From confused kid to Man of Steel: a fresh take on growing up Superman


November 13, 2005|By BOSTON GLOBE

It's Superman

Tom De Haven

Chronicle / 425 pages

Tom De Haven's giddy joy ride of a novel, It's Superman!, returns the famous comic book tale to its roots in 1930s America, with Clark Kent as an awkward high school kid in rural Kansas. The story begins with Clark trying to explain to a local sheriff how a wanted criminal fired his gun point-blank at Clark but somehow ended up dead when the bullet ricocheted.

For as long as Clark can remember, such unexplained things have happened to him. He emerges from serious accidents unscathed, can set fires with a focused stare, and can even drive nails into a fence post with his fist. Oh, and did we mention he can fly?

At the same time, Clark couldn't be more average in the eyes of unsuspecting classmates. At school, Clark is not actively disliked, he isn't unpopular, he's just ... there.

There-but-not-there, De Haven writes. Here, De Haven evokes the notions of alienation so common in adolescence. Clark's abilities don't make him feel special, just different, and different is not what Clark wants to be. He's physically indestructible yet emotionally vulnerable.

While this is Clark's story, De Haven also has a ball with the evolution of two other characters writ large in Superman's world - Lois Lane and Lex Luthor.
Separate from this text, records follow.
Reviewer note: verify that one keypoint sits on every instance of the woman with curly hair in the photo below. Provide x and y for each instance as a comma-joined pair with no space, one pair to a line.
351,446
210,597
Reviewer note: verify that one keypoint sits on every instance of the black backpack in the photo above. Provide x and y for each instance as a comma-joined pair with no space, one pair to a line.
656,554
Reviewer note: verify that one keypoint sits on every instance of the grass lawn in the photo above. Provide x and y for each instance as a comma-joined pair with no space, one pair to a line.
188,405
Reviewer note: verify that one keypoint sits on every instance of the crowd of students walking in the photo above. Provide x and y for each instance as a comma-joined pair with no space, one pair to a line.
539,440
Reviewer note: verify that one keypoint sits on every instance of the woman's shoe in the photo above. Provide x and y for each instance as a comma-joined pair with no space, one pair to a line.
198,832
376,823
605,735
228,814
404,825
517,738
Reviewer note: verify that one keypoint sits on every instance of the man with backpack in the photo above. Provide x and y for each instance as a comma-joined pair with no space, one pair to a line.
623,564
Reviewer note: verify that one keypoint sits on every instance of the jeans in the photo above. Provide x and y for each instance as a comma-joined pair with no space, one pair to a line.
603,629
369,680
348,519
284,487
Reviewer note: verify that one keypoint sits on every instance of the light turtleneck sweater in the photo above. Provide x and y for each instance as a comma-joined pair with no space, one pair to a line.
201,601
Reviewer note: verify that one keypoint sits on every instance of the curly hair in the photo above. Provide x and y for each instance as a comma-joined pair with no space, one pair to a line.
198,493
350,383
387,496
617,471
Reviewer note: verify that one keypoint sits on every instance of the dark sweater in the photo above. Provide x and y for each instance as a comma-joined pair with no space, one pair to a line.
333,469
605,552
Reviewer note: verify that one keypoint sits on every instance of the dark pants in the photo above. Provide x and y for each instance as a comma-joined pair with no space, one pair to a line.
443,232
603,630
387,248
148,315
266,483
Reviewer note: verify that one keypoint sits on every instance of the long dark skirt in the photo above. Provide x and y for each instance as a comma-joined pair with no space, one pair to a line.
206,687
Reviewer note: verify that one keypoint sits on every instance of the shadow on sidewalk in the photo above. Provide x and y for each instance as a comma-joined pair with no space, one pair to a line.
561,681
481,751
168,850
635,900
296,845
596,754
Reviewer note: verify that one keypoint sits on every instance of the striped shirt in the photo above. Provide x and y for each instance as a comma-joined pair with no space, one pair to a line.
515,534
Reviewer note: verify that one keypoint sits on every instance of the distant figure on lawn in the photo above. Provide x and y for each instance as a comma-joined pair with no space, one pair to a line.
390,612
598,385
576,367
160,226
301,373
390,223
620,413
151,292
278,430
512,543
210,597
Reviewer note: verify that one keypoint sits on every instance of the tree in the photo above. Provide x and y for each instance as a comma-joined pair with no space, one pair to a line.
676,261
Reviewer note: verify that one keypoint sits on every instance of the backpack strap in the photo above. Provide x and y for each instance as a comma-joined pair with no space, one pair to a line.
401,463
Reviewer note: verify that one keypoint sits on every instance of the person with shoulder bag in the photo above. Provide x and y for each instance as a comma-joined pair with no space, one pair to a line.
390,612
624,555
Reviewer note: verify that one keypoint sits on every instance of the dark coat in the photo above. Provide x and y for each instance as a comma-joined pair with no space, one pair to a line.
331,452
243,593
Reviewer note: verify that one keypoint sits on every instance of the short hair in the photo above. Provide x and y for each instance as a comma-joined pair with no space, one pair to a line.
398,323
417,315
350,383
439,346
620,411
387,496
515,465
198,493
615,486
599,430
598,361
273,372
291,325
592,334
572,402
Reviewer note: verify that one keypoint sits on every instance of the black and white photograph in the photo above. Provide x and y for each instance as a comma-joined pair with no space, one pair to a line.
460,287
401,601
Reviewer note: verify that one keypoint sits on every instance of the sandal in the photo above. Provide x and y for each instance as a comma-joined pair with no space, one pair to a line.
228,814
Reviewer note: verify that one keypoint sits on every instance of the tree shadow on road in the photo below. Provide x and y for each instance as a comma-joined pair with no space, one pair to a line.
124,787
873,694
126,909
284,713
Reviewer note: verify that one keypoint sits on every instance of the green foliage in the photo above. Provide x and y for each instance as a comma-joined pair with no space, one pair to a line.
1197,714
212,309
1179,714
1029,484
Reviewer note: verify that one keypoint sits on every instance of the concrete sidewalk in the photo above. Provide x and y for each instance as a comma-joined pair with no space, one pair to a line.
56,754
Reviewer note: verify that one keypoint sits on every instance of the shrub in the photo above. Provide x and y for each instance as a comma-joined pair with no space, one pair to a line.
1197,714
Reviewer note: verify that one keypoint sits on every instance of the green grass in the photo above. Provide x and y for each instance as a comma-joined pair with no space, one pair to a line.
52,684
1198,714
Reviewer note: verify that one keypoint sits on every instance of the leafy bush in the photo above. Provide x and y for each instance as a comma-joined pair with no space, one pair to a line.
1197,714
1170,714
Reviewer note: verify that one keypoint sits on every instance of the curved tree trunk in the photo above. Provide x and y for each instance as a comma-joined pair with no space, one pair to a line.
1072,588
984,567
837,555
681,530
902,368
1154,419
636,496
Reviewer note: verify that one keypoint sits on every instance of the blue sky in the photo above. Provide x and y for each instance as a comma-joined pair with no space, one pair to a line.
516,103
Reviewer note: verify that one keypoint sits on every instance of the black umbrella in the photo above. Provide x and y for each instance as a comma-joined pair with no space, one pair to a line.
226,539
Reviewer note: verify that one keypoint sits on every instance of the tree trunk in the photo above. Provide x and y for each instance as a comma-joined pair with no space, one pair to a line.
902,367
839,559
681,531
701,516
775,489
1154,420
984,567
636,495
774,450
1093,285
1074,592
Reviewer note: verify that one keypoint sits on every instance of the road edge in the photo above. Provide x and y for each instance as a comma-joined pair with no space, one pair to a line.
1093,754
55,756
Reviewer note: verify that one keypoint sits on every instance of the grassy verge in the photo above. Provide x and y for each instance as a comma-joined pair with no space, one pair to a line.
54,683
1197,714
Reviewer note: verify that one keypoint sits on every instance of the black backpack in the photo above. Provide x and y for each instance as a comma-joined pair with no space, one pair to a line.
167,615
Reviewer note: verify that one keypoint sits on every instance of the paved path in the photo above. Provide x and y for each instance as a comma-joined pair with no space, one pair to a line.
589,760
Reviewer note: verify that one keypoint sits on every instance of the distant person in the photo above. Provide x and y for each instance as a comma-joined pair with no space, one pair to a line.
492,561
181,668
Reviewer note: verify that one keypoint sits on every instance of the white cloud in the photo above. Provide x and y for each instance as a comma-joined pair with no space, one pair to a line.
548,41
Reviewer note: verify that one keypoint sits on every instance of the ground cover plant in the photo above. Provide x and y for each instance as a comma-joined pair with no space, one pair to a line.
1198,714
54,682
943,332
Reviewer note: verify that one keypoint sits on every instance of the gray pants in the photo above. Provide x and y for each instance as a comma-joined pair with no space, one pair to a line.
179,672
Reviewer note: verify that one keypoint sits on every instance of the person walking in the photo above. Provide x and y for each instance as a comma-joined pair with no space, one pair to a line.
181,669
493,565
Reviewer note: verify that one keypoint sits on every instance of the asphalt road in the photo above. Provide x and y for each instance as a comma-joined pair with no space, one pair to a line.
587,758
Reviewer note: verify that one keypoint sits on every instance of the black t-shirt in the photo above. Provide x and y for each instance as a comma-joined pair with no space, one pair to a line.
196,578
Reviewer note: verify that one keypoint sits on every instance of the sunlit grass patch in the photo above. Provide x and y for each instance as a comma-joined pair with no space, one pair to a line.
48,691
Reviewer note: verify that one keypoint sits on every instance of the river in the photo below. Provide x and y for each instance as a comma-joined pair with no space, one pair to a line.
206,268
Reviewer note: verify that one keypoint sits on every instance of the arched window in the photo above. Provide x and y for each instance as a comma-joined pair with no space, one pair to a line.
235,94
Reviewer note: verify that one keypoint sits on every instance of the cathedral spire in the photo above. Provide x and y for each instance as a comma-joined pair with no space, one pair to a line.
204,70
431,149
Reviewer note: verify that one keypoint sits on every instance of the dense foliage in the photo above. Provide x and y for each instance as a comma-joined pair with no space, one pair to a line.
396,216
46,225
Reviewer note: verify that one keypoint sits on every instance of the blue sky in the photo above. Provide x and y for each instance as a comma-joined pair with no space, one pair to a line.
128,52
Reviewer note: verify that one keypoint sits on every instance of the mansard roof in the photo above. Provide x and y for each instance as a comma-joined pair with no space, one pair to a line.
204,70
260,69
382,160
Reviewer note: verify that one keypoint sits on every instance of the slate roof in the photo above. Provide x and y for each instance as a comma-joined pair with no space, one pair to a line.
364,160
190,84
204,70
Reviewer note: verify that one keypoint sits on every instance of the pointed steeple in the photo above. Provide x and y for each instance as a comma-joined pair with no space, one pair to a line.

They reside in a New York run by the beloved mayor Fiorello La Guardia, and it's a dazzling place of gin and jazz where Joseph P. Kennedy and Gloria Swanson canoodle, and newsman Walter Winchell and mobster Meyer Lansky are both feared and respected.

Lois is a hard-charging aspiring journalist, Lex is a criminally ambitious alderman, and Clark, after a stint in Hollywood as a stuntman, winds up in New York, hopelessly smitten with Lois as he tries to clear a friend, who also happens to be Lois' ex-boyfriend, of murder charges.

De Haven lets it all unfold with melodramatic relish, reviving the pulp noir of vintage comic books and Saturday morning serials.